With the Democrats regaining a majority in the House, the future of the USMCA is somewhat in limbo. As a result, the president is in full attack mode. He announced last weekend, "I will be formally terminating NAFTA shortly…. And so Congress will have a choice of the USMBCA or pre-NAFTA, which worked very well."

I fail to see what leverage the president believes he has against the Democrats. For one thing, they have always largely opposed free trade in general. I doubt that moving away from trade liberalization will be a big problem for them. Besides, since Trump's election, the Democrats' strategy has consisted of opposing him at every turn. With this ultimatum, Trump is giving them a golden opportunity to do just that. The cherry on top is that he will likely be blamed for the economic downfall that would inevitably follow the end of NAFTA.

I also fail to see how the president sees a return to the pre-NAFTA world as advancing his goal of reciprocity in trade duties. Under NAFTA, all U.S. exports going to Mexico are duty-free, as are non-agricultural U.S. exports to Canada. Even in spite of the Canadians' high dairy duty, 97 percent of U.S. agricultural exports go to our neighbor to the north duty-free. In exchange, Mexico and Canada export their goods to us free of tariffs.

A withdrawal would shatter this balance. Not only will tariffs go up, hurting consumers and exporters in all three countries, but the tariffs would be highest on U.S. exports to Canada and Mexico. As my colleague Dan Griswold explained to me, "without NAFTA, U.S. duties on imports would jump from virtually zero to an average of 2.3 percent on non-farm products and 3.8 percent on farm products. The corresponding average duties in Canada would jump to 2.3 and 12.4 percent, and in Mexico to 3.5 and 20.1 percent."

In other words, by his own standard, President Trump would make trade even more "unfair" to American exporters than it was when he came into office. But it gets worse. As it happens, Mexico is the king of free trade agreements. The country has some 40 agreements with other nations. Unlike Americans, exporters in these favored nations will face low duties when exporting to Mexico.

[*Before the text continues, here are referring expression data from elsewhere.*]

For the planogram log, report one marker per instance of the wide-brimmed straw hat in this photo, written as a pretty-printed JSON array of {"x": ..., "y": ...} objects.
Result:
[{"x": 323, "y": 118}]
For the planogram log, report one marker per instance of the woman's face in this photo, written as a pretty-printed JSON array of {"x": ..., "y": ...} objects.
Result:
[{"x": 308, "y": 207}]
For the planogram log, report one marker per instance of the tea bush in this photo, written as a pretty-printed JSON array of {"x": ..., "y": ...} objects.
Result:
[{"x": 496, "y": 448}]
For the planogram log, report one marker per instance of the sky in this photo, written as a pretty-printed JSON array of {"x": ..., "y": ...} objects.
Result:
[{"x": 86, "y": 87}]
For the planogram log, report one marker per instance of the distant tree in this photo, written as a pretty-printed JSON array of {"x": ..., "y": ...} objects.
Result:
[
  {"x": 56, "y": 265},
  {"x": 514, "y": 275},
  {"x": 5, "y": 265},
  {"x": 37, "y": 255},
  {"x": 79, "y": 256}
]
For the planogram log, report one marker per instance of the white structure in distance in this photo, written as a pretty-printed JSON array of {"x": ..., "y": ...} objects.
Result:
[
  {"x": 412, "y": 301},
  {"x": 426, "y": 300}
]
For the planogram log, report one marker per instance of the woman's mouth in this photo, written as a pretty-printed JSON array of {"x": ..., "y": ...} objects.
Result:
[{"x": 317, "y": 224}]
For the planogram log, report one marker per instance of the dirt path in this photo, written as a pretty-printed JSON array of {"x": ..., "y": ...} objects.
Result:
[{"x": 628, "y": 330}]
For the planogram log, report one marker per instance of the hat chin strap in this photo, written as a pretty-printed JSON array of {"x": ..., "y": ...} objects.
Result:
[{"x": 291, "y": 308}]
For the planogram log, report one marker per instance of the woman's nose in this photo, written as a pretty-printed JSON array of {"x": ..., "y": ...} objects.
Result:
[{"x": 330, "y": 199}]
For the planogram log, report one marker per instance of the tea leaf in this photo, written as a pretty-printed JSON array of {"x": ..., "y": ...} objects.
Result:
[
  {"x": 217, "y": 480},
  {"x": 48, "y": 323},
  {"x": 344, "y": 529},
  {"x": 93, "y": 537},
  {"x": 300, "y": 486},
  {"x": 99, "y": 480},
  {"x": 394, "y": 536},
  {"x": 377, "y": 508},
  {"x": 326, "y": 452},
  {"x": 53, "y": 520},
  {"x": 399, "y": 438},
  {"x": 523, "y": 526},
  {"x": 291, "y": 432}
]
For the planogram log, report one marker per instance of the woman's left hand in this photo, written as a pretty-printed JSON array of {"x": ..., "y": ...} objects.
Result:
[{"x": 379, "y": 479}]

The bottom line is that if President Trump believes unfair trade is defined by other countries imposing higher tariffs on U.S. exporters than the U.S. imposes on them, he needs the current NAFTA in place in case the Democrats reject the USMCA. If he withdraws and the Democrats pull out of the USMCA, he will have done more to bring about unfair trade to U.S. exporters than anyone before him.